Estruendo de humo y trenes.
Edificios que giran en su exacto equilibrio.
Pequeño sol agónico, apenas un recuerdo.
Máquinas que danzan
a una velocidad domesticada por la mano.
Trópico que la altura y la ciudad amancebaron.
Y jardines,
jaulas donde encerramos nísperos,
dalias o nogales:
extranjeros en la ciudad de cemento.
Y árboles,
como bestias amarradas a su pesebre.
Y el toro,
que fue herido por la purísima mano del maestro,
hace la última rumia de su sangre y se desploma.
Y es también imposible, inexplicable casi,
el olor de las fresas
junto a los tanques de la gasolina.
Y también, en el centro de esta perfecta arquitectura,
canta un pájaro:
un fenómeno extraño que agujerea los ruidos.

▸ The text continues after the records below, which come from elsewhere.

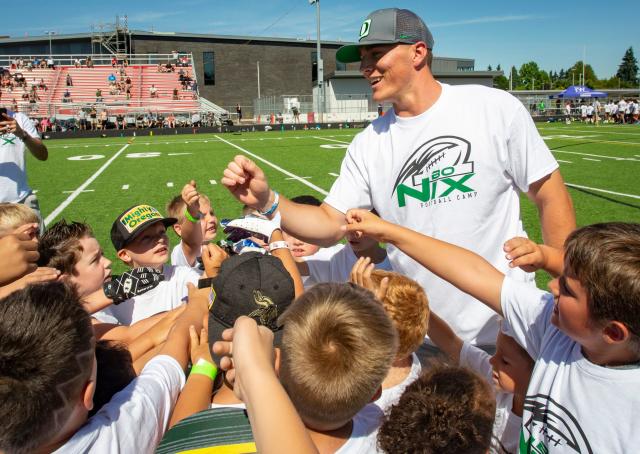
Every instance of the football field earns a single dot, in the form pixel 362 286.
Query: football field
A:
pixel 93 180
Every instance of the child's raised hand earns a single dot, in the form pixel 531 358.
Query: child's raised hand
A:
pixel 364 222
pixel 199 345
pixel 361 275
pixel 524 253
pixel 247 351
pixel 212 258
pixel 191 198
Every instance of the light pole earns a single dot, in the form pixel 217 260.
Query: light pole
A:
pixel 320 69
pixel 50 47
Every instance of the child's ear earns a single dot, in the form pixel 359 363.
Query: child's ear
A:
pixel 123 255
pixel 276 362
pixel 615 332
pixel 377 395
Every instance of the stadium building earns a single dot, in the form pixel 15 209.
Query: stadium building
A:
pixel 264 75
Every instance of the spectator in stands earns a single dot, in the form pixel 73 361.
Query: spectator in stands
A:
pixel 82 116
pixel 171 121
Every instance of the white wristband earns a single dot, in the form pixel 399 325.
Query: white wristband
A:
pixel 278 245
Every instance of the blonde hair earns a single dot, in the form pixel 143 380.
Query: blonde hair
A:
pixel 337 347
pixel 407 306
pixel 14 215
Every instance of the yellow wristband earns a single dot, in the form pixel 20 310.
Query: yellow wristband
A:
pixel 204 367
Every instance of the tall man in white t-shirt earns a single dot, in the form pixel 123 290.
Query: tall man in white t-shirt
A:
pixel 448 161
pixel 16 133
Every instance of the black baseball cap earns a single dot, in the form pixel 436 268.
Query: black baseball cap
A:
pixel 132 222
pixel 387 26
pixel 252 284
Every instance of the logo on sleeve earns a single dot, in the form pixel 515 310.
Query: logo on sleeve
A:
pixel 438 171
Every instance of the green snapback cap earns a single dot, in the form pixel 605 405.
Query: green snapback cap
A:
pixel 387 26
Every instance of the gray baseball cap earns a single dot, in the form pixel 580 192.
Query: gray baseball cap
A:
pixel 387 26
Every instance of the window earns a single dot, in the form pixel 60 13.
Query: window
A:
pixel 209 68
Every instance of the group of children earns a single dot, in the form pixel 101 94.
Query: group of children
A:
pixel 291 347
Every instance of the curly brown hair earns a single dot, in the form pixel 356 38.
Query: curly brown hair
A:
pixel 407 306
pixel 447 409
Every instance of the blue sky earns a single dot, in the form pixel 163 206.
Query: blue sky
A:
pixel 552 33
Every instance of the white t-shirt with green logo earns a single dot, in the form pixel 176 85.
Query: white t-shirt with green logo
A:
pixel 454 172
pixel 572 405
pixel 13 173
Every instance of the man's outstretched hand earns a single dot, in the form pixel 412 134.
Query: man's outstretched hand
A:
pixel 247 182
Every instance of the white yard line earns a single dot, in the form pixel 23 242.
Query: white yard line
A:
pixel 278 168
pixel 602 190
pixel 82 187
pixel 331 140
pixel 616 158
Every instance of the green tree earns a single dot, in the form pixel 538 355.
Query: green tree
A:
pixel 628 69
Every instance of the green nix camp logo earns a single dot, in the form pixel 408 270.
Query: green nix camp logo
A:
pixel 439 169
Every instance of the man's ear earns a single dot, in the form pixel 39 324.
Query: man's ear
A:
pixel 123 255
pixel 615 332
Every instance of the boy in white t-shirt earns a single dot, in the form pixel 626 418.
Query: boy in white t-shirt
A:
pixel 508 370
pixel 197 224
pixel 139 235
pixel 406 304
pixel 51 382
pixel 582 396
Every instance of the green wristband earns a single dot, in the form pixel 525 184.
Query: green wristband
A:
pixel 189 217
pixel 204 367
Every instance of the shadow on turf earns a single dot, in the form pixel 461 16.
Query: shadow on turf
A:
pixel 599 196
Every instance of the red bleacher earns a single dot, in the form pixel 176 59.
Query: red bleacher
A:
pixel 86 81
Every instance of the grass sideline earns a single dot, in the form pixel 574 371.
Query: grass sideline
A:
pixel 601 163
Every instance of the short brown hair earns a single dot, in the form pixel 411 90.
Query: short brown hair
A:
pixel 47 351
pixel 605 259
pixel 337 347
pixel 407 305
pixel 447 409
pixel 60 247
pixel 13 215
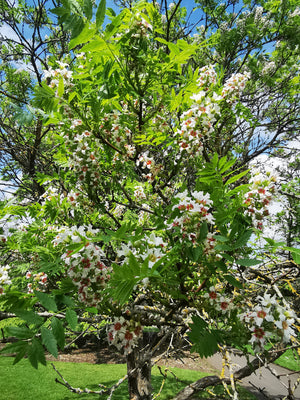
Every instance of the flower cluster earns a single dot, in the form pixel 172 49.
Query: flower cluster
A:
pixel 88 272
pixel 149 167
pixel 218 301
pixel 39 281
pixel 197 122
pixel 193 211
pixel 83 159
pixel 152 247
pixel 234 86
pixel 124 334
pixel 72 234
pixel 259 197
pixel 267 319
pixel 207 76
pixel 139 193
pixel 4 277
pixel 60 73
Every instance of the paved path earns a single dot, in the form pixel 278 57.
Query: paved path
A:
pixel 263 384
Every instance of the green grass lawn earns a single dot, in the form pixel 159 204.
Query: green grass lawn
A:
pixel 21 381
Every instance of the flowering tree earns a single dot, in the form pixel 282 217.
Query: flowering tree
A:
pixel 146 221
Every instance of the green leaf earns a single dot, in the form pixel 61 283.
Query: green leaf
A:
pixel 14 347
pixel 100 14
pixel 205 341
pixel 248 262
pixel 58 332
pixel 30 317
pixel 243 239
pixel 85 35
pixel 20 332
pixel 61 87
pixel 46 301
pixel 49 341
pixel 71 318
pixel 88 9
pixel 234 282
pixel 203 231
pixel 36 353
pixel 296 257
pixel 235 178
pixel 21 353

Los edificios silencian de súbito
su estructura de relámpagos aéreos.
Y el canto del cenzontle
prosigue asesinando
el ruido natural de la ciudad
e introduce un olor que el tacto paladea,
un color que viene de la infancia
y que el oído toca,
triturado alcatraz,
geometría rigurosa:
edificio de vidrios y sonido
que en el humeante asfalto se nos queda.